-
Notifications
You must be signed in to change notification settings - Fork 146
CUDA library hijacking introduces ~82% performance overhead on training workloads #164
Description
Problem
The HAMi-core CUDA library hijacking layer introduces significant performance overhead on kernel-launch-intensive workloads. Testing with a benchmark that issues ~147,000 CUDA kernel launches per step (balanced_assign with K=8192, 3 stages) shows ~80% degradation in throughput compared to running without HAMi.
The overhead is not in the resource limiting logic itself, but in per-call bookkeeping (logging, status checks, shared memory reads, mutex acquisition) that executes on every intercepted CUDA API call regardless of whether limiting is active.
Reproducing the Issue
Save the script below as test_hami_slowdown.py and run:
# Without HAMi (baseline):
python test_hami_slowdown.py
# With HAMi:
LD_PRELOAD=/path/to/libvgpu.so python test_hami_slowdown.py
# Multi-GPU:
torchrun --nproc_per_node=N test_hami_slowdown.pyCompare the ms/step values between runs. The balanced_assign pattern launches ~147K kernels per step and is highly sensitive to per-kernel overhead.
test_hami_slowdown.py (click to expand)
"""
HAMi-core Slowdown Test — Single and Multi-GPU
Single GPU: python test_hami_slowdown.py
Multi GPU: torchrun --nproc_per_node=N test_hami_slowdown.py
Patterns:
1. balanced_assign vs argmin — per-GPU kernel launch overhead
2. dist.all_reduce sustained — DDP all_reduce overhead (multi-GPU only)

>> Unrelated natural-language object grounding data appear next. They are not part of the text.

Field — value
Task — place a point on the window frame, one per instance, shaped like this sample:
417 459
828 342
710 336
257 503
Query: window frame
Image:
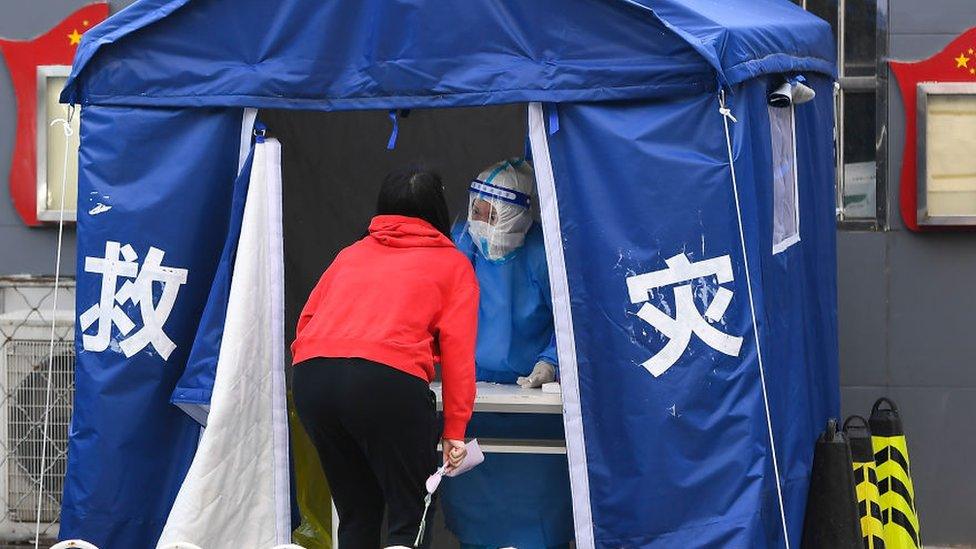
45 75
860 84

3. balanced_assign + all_reduce — combined simulated training step
Usage:
# Without HAMi:
torchrun --nproc_per_node=2 test_hami_slowdown.py
# With HAMi:
LD_PRELOAD=/path/to/libvgpu.so torchrun --nproc_per_node=2 test_hami_slowdown.py
"""
import os
import time
import threading
import subprocess
import statistics
import torch
import torch.nn.functional as F
import torch.distributed as dist
# ── Distributed setup ─────────────────────────────────────────────────────────
IS_DIST = "LOCAL_RANK" in os.environ
if IS_DIST:
dist.init_process_group(backend="nccl")
LOCAL_RANK = int(os.environ["LOCAL_RANK"])
WORLD_SIZE = dist.get_world_size()
RANK = dist.get_rank()
else:
LOCAL_RANK = 0
WORLD_SIZE = 1
RANK = 0
torch.cuda.set_device(LOCAL_RANK)
DEVICE = f"cuda:{LOCAL_RANK}"
# ── Config ────────────────────────────────────────────────────────────────────
BATCH_SIZE = 8192
K = 8192
D = 50
NUM_STAGES = 3
MEASURE_SECS = 30
# ─────────────────────────────────────────────────────────────────────────────
class PCIePoller:
def __init__(self):
self.rx_kb = []
self.tx_kb = []
self._proc = None
self._thread = None
self._active = False
self._rx_col = 1
self._tx_col = 2
try:
r = subprocess.run(
["nvidia-smi", "dmon", "-s", "t", "-d", "1", "-c", "1"],
capture_output=True, text=True, timeout=5)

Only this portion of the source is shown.